The episode shows off Murphy’s versatility — he plays piano to fill 30 seconds of dead air when a commercial break is mistimed — and his ability to be both explosive and deadpan. Playing a militant Afrocentric scholar in the Black History Minute sketch, he stumbles for a moment, then turns the break into an expression of the character: “Stop clapping before y’all make me smile!”
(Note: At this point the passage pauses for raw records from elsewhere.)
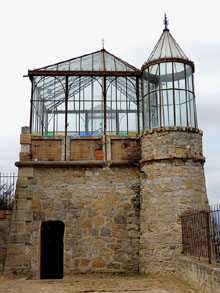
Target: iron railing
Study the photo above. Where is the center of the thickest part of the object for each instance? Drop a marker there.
(7, 190)
(201, 233)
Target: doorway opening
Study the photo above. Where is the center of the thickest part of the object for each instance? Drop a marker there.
(51, 260)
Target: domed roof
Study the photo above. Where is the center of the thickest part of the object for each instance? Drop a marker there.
(166, 47)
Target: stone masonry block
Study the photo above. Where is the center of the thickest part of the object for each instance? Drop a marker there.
(21, 182)
(26, 172)
(21, 204)
(25, 139)
(25, 130)
(15, 248)
(25, 148)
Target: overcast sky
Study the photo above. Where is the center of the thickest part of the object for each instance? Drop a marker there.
(42, 32)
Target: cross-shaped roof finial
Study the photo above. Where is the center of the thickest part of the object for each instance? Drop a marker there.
(165, 22)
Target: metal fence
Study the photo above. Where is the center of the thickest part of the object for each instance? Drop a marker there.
(7, 190)
(201, 233)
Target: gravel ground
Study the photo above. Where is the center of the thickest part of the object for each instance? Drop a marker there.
(96, 283)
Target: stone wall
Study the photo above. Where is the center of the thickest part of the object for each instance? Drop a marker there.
(99, 207)
(200, 275)
(5, 219)
(172, 182)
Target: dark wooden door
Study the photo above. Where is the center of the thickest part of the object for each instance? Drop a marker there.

It also, excruciatingly, memorializes the homophobia of Murphy’s early comedy, which he repudiated decades later. In a Saturday Night News monologue on children’s toys, he holds up a pink-shirted Ken doll and warns parents, “unless you want your sons to live in the Village and skip to work, keep them as far away from Ken as possible.” This is another legacy of the ’80s comedy that percolated into our Gen X school lunchrooms, one that’s a lot less fun to remember.
But many of the moments I love in the episode come from the odd, mostly forgotten bits that draw on this ensemble’s specific talents and hit my forming comic sensibility at just the right oblique angle.
Take the Lishman’s Deli sketch, in which Murphy’s Gumby character — the green clay stop-motion figure reimagined as a crabby Borscht Belt has-been — trades insults with a gang of alter kockers played by Crystal, Guest and Short, who reminisce and argue about sandwiches named for celebrities. (“A Morey Amsterdam is what we used to call a herring melt,” Crystal declares.) Larry David — who would bring a grouchy Jewish sensibility to TV in “Seinfeld” and “Curb Your Enthusiasm” — was a writer on the show that season and does a newspaper crossword in the background of the sketch.
The episode has plenty of filler too, like a sketch pairing the South African bishop Desmond Tutu (Murphy) and the Heisman Trophy winner Doug Flutie (Hall), as well as Short playing the great-niece of Jerry Lewis, a plastic surgeon’s receptionist. But one viewer’s filler is another’s genius, and for me that sketch is “Climbing the Stairs.”
The premise is ridiculous: Short plays Lawrence Orbach, a World War II soldier, trapped in a farmhouse, who needs to save his unit by calling for help from a phone on the second floor. Orbach, who grew up in the Midwest, doesn’t know how to climb stairs. (“It never came up!”)
It’s barely an idea, the kind of late-in-the-episode sketch that many viewers will wish had been cut for time. Yet Short puts it over with his trademark terrified awkwardness and self-sacrificing physical comedy, hurling himself at the steps as if they were the face of Everest. The sketch is dumb; it lasts too long and fizzles out; I cannot rationally defend it. And God help me, I cannot think of it four decades later without giggling.
Was this broadcast the greatest 90 minutes of “Saturday Night Live” ever? Probably not! If you live long enough, you become the old man in the deli nattering on about your obscure and personal affections. This episode is my Morey Amsterdam sandwich.
But it hit the spot for me. This, in the end, is all that “Saturday Night Live” promises: not perfection or even excellence, but simply that it will give you the silly and the excruciating and leave you, years later, laughing yourself stupid at a memory that comes out of nowhere.